According to the psychologist Abraham Maslow, who wrote the renowned 1943 paper ‘A theory of Human Motivation’, there are a number of physical requirements for survival, without which the human body will fail. Air, water and food are essential requirements for all mammals.
No shame, no panic
Yet, many of us have an unhealthy relationship with food. We panic. We crave. We binge. We deprive ourselves. We are ashamed of covert trips to the fridge. We daren’t discuss food in front of the children.
But let’s think for a minute about the way food plays a positive role in our lives. Food is about more than feeding our physical being: it is about nourishing the soul, an experience that has bound families and friendships over generations. From The Last Supper and royal banquets to a simple supper with the kids, the bond that is formed over our daily bread provides emotional wellbeing beyond almost any other regular ritual.
In the midst of winter, as the wind howls outside, I love a comforting roast beef lunch with crispy potatoes, light-as-a-snowflake Yorkshire puds and colourful vegetables glistening with gravy and a dollop of horseradish sauce. It is a meal to savour, every mouthful interspersed with debate, languishing at the table in lively conversation before tucking into apple crumble and custard.
As we herald the first shoots of spring, I salivate over leg of lamb, served with leeks and new potatoes, as the sun glints through the windows. Come summer, the prospect of sitting outdoors to share a bowl of freshly-tossed salad and a platter of barbecued meat is one of the things I look forward to most. A rolling feast of simple ingredients, cooked in the fresh air, enjoyed with a glass of rosé, as children skip off to bounce on a trampoline or dash through a sprinkler, is perhaps one of the most relaxing ways to spend a balmy afternoon.

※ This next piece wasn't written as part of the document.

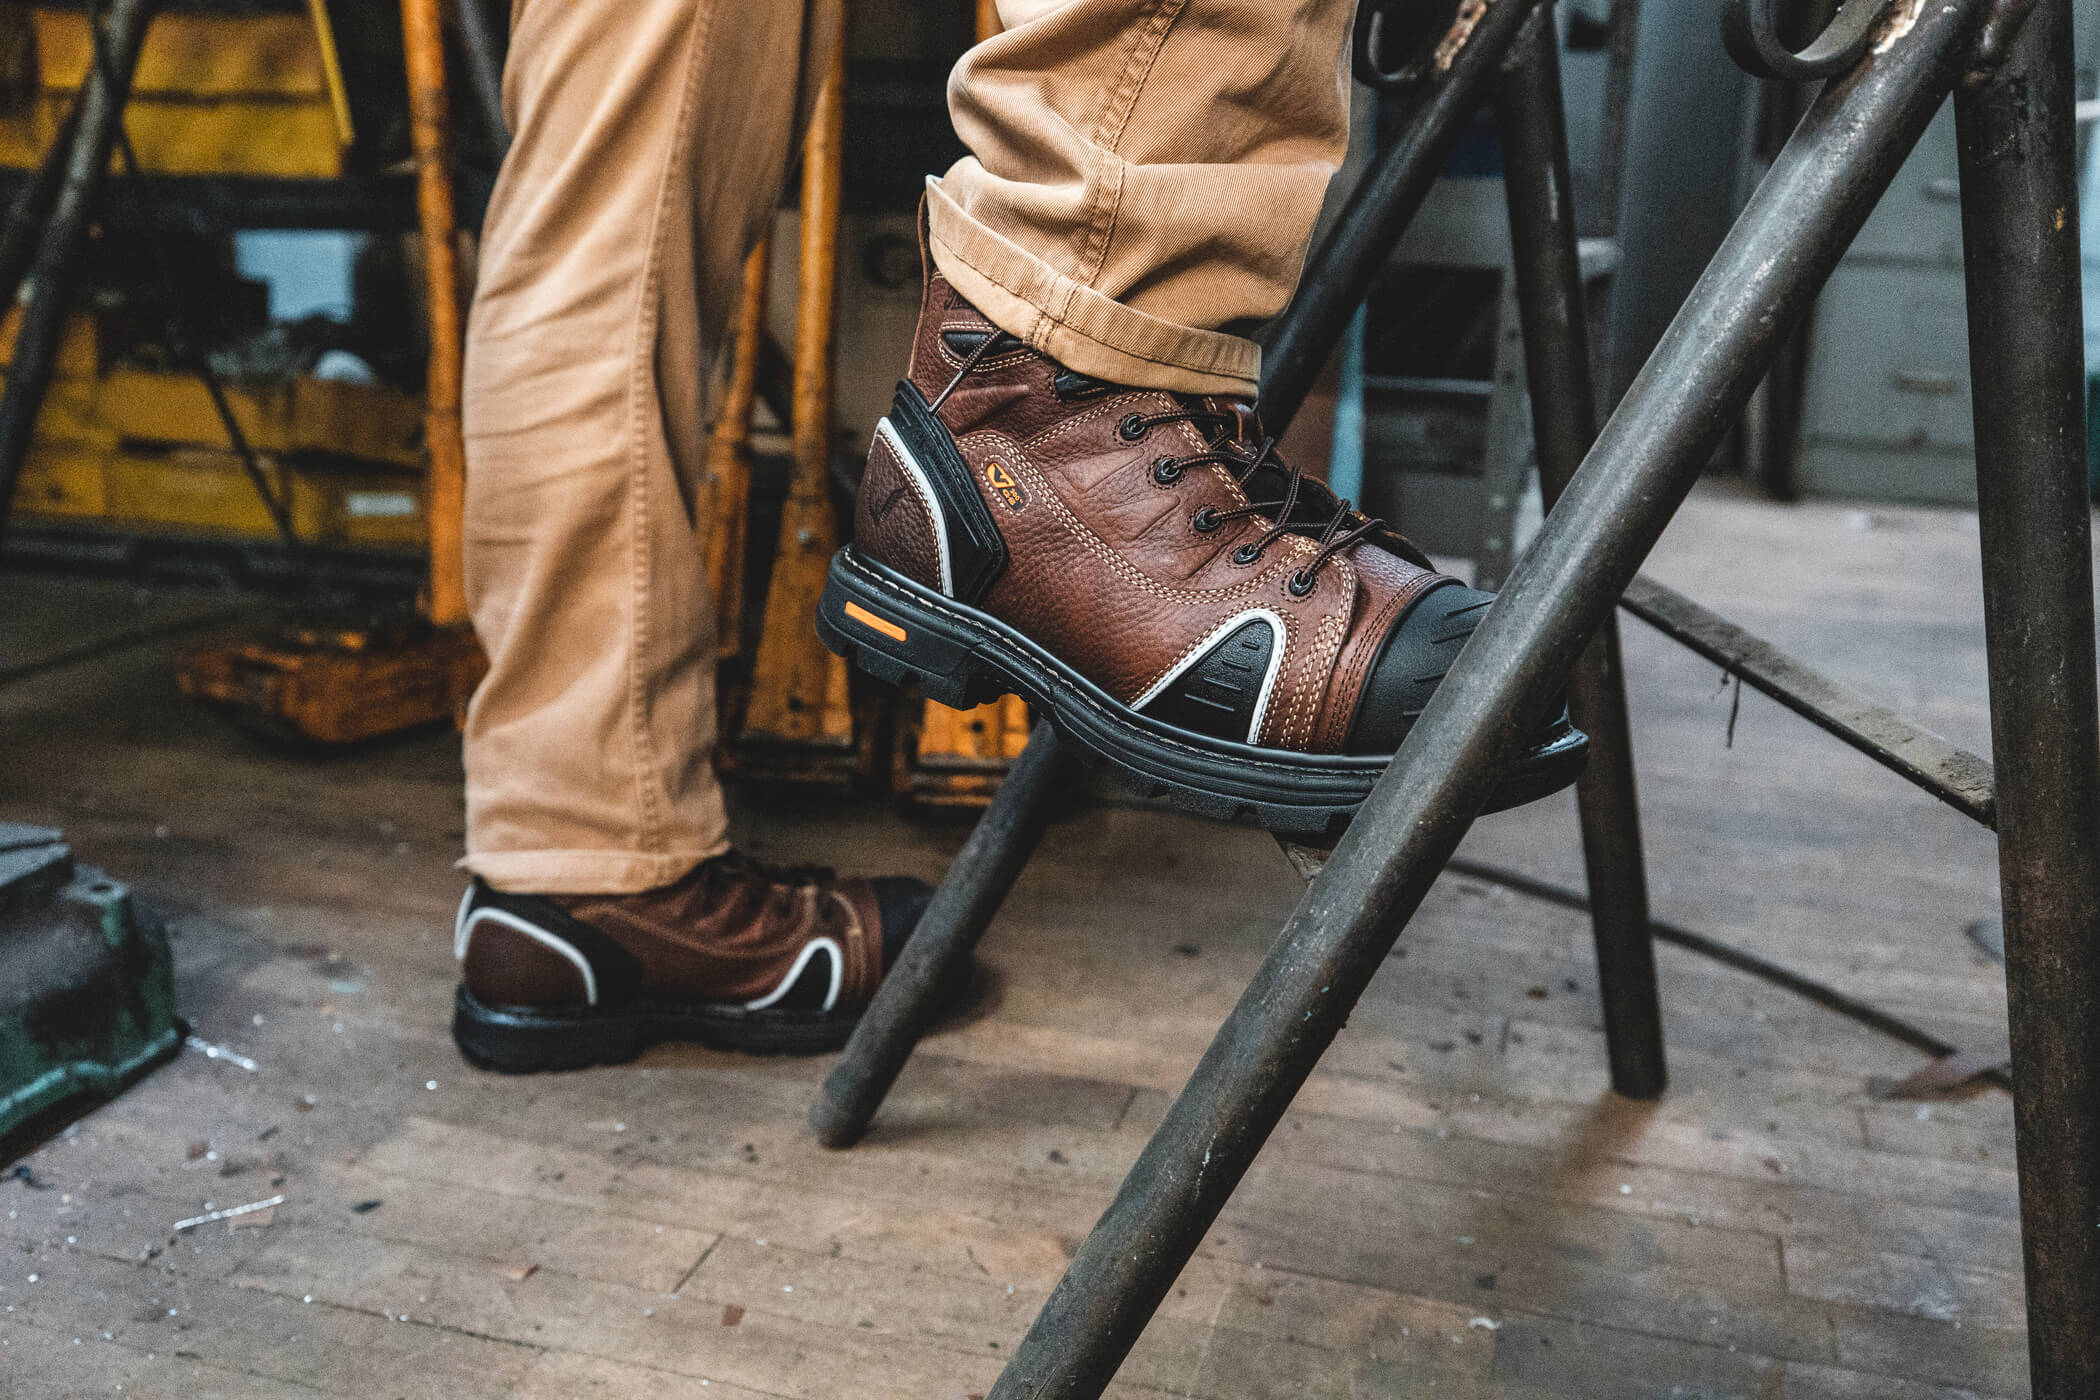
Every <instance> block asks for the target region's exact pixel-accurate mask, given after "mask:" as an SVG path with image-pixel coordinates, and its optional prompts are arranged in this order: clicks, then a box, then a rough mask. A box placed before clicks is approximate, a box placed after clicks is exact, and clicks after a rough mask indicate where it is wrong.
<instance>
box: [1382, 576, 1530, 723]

You may have gathered I am a happy carnivore. I make no bones about my delight in being presented with a rump steak or a tender cut of lamb. Roast chicken is a family favourite, with the ensuing risotto, curry or sandwiches a much-loved bonus.
I care about the provenance of my fare, and buy quality meat and poultry. The same goes for fish, and fruit and vegetables. It matters how they came to arrive in my kitchen, and from where. The ‘benefits’ of organic produce may not be scientifically proven, but I don’t want to risk putting more chemicals than necessary into our bodies.
I do look at the ingredients on breakfast cereals and find myself rejecting many because of the insane levels of sugar they contain. We don’t offer chocolate, biscuits or sweets as a matter of course when those hunger pangs hit between meals.
So here’s the rub. Caring is not the same as worrying and being overly anxious. I could worry about every morsel my six year old daughter eats. I could feed her a macrobiotic diet and ensure a Haribo never passes her lips. But that would, in turn, feed society’s unhealthy obsession with food that creates taboos and extreme patterns of behavior.
Enjoying food is healthy. So we don’t ‘hide’ vegetables in sauces, nor do we buy expensive products bearing the licensed form of cartoon characters. Meals should stimulate the taste buds and nourish not just our physical beings but our psyche too – whether it’s a school packed lunch that contains a hard boiled egg with a pasta salad, or a simple casserole supper. If we listened to previous generations’ motto of ‘everything in moderation’, we’d be a happier, healthier race.